YAHOOS-GARDEN, founded in 2008 together with Franz Rauchenberger, is a biennial project that uses water as a medium for temporary artistic interventions in public spaces. The ambiguous choice of name for the project is to be understood as programmatic: Yahoos, as described in Jonathan Swift's fantastical satirical travel novel ‘Gulliver's Travels,’ are humanoid, wild hybrid creatures with impulsive and uncontrollable behaviour who serve as servants to superhuman horses.
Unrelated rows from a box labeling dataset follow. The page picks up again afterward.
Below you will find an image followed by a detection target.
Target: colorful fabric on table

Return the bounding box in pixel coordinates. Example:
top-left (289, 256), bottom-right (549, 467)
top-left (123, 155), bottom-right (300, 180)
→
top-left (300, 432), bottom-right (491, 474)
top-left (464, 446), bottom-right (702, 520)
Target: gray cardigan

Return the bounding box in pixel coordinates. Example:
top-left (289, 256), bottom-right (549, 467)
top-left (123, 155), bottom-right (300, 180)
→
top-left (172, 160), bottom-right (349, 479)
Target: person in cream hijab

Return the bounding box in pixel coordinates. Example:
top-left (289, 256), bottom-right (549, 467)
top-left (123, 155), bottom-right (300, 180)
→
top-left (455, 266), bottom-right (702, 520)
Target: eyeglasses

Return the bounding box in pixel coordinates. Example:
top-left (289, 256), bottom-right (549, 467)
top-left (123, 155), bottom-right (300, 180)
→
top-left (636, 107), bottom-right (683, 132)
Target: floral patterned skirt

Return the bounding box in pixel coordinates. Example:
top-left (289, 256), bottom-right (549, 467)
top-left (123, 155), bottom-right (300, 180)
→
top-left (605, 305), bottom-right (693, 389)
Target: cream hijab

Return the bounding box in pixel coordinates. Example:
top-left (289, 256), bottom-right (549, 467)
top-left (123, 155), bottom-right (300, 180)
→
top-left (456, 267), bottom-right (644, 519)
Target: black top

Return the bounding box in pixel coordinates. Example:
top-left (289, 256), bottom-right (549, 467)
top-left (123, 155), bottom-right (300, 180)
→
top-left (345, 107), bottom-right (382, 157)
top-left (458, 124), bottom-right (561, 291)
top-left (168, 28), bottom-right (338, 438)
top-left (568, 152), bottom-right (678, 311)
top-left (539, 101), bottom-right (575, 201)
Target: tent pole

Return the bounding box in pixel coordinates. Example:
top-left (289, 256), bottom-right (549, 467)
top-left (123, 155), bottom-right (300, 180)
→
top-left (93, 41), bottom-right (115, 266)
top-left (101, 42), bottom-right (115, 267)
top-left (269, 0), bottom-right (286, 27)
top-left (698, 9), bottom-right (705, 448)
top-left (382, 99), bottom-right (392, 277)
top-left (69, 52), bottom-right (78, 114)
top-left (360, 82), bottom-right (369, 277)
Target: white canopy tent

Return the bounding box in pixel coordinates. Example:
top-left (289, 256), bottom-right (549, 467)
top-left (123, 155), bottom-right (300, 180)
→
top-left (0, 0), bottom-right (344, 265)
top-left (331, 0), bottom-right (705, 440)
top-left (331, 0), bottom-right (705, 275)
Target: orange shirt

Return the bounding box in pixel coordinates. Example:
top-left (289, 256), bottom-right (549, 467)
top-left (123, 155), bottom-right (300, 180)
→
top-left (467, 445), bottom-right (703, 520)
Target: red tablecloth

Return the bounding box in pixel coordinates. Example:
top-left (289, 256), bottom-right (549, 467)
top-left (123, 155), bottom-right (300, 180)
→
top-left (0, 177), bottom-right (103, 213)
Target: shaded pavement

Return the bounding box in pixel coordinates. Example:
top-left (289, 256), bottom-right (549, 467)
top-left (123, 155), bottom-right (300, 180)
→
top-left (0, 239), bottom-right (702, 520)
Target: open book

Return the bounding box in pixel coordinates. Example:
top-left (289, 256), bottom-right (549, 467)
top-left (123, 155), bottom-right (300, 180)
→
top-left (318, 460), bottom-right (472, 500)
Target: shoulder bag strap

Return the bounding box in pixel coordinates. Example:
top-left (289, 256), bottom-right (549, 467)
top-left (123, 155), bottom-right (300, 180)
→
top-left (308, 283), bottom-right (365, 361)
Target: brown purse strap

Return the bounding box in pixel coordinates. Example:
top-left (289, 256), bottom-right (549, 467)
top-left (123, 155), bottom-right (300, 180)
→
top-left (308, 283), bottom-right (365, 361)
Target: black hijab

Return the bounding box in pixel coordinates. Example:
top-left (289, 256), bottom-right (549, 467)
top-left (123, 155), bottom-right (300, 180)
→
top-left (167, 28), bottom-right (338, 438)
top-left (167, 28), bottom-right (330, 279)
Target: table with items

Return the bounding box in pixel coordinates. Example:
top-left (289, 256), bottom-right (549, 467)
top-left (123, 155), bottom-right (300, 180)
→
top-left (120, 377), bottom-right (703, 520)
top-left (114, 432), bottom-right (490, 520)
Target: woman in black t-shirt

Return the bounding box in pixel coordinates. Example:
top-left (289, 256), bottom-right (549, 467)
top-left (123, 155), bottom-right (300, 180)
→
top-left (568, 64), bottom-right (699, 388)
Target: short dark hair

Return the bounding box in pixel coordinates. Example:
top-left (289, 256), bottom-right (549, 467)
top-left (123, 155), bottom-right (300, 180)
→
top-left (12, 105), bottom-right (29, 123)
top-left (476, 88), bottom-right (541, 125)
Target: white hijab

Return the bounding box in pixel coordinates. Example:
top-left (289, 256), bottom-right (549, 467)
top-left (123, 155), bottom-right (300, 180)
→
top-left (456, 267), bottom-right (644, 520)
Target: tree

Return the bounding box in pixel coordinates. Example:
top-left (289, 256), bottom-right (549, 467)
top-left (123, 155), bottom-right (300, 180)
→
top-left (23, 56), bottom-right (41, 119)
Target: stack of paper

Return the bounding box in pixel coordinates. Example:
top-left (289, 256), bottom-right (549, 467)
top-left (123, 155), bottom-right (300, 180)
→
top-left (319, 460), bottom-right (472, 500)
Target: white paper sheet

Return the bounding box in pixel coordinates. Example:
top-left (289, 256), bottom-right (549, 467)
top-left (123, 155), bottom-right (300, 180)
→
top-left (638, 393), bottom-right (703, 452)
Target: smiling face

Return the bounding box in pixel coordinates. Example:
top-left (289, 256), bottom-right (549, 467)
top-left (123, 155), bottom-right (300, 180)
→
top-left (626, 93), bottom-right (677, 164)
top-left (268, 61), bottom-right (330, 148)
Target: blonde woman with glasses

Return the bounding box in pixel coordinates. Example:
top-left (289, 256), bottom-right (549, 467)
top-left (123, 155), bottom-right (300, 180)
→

The name of the internet portal Yahoo! – which has since become an independent search engine – is derived from Swift's novel, but is understood both as an acronym and in its direct meaning of ‘unadulterated’. A mere name provides an opportunity to explore a wide range of meanings: originality and service as hubs for reflecting on our perceptual sensibilities in everyday life.
ART and RAIN
Thought structures in liquid media are part of the concept of the Water Biennale YAHOOS-GARDEN. In a wet world, complementary structures emerge that come closer to our areas of life - creating chains of association that increasingly detach themselves from the aesthetics of objects in order to connect with our seemingly uncontrollable world, like RAIN, in a ‘hydraulic landscape’. Wherever others try to manipulate the RAIN falling from the SKY or seek stability in weather reports, RAIN water nevertheless defines our human limits between the possibility of drowning or dying of thirst within planetary physics.